After releasing a couple of solo albums, Bob Mould formed another power trio. Unlike Hüsker Dü, where Grant Hart was an important songwriter and vocalist and Greg Norton was also central to the band’s sound, Sugar is Mould’s show; his two new recruits, bassist David Barbe and drummer Malcolm Travis, are unobtrusive and stay out of the limelight, although Barbe has gone on to a successful production career with the Drive-By Truckers. Sugar’s albums are better produced than Hüsker Dü’s and can be found in bargain bins everywhere; but I don’t think they’re a match for Hüsker Dü overall, missing the poppy counterpoint that Hart’s songs provided.
The best songs are when Mould steps furthest outside of the early 1990’s alternative conventions that this album is steeped in.
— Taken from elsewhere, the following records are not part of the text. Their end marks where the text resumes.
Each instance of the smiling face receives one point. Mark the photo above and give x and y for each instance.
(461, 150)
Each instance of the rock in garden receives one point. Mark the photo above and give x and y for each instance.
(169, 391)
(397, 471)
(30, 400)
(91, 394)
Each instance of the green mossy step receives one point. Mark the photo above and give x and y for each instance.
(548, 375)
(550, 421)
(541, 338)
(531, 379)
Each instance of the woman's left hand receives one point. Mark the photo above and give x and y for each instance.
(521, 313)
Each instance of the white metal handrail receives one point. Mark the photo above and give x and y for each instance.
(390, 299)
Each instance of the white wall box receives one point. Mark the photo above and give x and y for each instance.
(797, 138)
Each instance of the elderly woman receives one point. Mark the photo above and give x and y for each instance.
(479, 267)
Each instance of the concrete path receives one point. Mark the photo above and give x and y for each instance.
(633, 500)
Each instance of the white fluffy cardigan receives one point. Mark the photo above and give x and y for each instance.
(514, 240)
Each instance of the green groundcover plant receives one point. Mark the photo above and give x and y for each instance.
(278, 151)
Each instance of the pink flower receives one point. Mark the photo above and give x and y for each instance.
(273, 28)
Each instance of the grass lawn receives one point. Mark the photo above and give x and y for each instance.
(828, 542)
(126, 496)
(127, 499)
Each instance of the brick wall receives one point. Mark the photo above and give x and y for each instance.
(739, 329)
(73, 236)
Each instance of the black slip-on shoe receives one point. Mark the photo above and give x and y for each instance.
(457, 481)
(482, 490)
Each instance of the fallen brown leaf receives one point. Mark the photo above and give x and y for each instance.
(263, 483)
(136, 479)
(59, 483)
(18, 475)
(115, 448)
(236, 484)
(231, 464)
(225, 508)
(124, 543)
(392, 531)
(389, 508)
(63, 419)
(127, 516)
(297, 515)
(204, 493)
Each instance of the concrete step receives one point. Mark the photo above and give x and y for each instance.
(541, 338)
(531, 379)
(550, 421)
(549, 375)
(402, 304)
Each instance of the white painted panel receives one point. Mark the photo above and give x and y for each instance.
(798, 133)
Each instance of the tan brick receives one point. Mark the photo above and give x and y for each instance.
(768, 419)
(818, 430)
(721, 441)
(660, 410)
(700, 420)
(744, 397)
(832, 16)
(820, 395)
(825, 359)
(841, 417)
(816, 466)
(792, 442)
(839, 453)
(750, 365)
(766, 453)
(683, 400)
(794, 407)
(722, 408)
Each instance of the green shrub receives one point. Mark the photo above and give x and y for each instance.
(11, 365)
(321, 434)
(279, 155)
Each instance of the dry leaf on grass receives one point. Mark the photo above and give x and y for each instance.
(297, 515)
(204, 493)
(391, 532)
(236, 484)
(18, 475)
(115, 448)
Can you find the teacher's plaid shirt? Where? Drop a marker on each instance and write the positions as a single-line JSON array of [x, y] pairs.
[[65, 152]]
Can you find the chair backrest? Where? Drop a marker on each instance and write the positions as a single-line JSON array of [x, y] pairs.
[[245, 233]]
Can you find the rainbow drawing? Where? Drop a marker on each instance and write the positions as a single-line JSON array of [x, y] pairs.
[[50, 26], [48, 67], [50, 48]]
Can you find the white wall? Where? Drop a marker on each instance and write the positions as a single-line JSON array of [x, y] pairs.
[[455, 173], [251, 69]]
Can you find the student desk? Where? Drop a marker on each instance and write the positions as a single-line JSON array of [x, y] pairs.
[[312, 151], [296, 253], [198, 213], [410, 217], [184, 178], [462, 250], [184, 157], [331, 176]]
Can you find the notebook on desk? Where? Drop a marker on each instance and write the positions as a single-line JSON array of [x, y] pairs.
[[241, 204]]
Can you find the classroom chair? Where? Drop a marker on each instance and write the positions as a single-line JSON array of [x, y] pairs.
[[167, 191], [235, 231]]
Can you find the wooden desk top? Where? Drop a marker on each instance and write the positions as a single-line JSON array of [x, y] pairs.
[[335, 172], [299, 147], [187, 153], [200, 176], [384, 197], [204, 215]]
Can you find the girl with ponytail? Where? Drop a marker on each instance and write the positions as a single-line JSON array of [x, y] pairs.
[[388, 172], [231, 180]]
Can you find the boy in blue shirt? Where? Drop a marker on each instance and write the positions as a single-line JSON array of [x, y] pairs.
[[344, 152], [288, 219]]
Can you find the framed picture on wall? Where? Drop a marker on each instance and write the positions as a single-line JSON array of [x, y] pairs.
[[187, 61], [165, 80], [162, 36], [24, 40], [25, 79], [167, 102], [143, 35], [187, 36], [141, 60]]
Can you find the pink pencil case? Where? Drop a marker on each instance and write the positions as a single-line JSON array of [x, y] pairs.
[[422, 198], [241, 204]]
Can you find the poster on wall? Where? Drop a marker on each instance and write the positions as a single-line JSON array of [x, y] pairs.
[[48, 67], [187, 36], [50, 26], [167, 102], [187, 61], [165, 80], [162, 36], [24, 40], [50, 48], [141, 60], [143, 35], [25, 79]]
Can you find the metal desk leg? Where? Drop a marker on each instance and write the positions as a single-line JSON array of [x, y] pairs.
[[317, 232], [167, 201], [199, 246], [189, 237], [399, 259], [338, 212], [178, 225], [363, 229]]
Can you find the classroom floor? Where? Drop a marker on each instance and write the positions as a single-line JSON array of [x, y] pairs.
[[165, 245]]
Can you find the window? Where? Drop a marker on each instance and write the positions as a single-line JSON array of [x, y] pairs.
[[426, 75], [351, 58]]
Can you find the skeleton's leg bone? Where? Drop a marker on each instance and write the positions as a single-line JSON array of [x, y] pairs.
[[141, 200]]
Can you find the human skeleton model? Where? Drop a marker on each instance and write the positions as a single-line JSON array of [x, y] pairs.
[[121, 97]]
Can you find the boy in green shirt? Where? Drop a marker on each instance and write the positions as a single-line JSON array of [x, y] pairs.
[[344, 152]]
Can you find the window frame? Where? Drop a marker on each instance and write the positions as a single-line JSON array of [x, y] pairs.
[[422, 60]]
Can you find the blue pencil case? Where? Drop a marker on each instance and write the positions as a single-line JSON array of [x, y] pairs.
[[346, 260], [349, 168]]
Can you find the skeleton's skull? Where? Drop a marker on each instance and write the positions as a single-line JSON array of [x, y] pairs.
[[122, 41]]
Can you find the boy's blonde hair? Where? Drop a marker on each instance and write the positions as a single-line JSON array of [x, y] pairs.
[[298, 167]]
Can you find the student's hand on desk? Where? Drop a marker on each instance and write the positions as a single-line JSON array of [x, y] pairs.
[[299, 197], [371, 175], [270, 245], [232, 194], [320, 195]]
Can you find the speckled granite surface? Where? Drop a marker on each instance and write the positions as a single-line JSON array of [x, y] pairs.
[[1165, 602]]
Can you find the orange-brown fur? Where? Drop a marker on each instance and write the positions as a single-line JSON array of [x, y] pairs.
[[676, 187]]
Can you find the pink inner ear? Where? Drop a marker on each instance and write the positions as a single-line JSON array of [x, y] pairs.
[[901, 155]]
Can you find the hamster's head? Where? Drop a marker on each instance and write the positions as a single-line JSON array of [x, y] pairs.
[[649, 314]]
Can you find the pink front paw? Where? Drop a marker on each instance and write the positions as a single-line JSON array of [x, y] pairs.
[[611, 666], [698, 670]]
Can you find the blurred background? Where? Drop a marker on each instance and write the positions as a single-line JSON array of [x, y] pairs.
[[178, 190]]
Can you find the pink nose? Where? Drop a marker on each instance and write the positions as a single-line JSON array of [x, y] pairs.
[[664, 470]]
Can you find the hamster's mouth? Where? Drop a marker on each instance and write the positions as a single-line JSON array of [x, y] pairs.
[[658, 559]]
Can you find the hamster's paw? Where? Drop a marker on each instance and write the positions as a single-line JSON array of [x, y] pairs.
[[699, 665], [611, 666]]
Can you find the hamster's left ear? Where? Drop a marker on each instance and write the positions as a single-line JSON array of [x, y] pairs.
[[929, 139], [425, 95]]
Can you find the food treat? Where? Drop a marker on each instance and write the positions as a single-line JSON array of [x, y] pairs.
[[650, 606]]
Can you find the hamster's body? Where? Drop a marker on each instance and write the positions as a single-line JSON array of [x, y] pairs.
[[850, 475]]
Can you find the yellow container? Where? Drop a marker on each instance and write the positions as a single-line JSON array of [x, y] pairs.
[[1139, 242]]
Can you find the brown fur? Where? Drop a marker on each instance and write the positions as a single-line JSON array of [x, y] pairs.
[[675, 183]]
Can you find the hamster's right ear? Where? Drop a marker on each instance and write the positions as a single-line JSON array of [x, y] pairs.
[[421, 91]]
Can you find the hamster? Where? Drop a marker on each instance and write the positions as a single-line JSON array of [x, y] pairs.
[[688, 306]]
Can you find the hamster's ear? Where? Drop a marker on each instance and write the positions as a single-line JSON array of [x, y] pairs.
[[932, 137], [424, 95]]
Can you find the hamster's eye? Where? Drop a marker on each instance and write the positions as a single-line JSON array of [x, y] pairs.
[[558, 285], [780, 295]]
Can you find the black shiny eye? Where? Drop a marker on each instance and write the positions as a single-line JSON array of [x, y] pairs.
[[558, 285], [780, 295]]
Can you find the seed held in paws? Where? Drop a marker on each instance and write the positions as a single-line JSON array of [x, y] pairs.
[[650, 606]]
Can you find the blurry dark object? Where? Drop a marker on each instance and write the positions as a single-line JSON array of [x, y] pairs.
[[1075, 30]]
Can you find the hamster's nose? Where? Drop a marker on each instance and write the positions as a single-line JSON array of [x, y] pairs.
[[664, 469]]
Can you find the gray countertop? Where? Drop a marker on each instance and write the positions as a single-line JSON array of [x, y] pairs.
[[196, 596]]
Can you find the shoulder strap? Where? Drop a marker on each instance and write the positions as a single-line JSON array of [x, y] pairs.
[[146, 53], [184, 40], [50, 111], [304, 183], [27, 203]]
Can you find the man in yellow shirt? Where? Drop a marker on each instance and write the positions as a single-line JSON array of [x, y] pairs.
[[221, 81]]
Mould’s work in Hüsker Dü was a formative influence on much of the grunge/alternative movement in the early 1990s, so it’s just a natural progression for him to sound like this – but it’s the faux-classical keyboard break of ‘Hoover Dam’, the acoustic ‘If I Can’t Change Your Mind’, and the big sounding closer ‘Man On The Moon’ that are my favourite moments on Copper Blue.
Copper Blue is a solid album of songs, but it’s too unimaginative to rate among Bob Mould’s strongest output.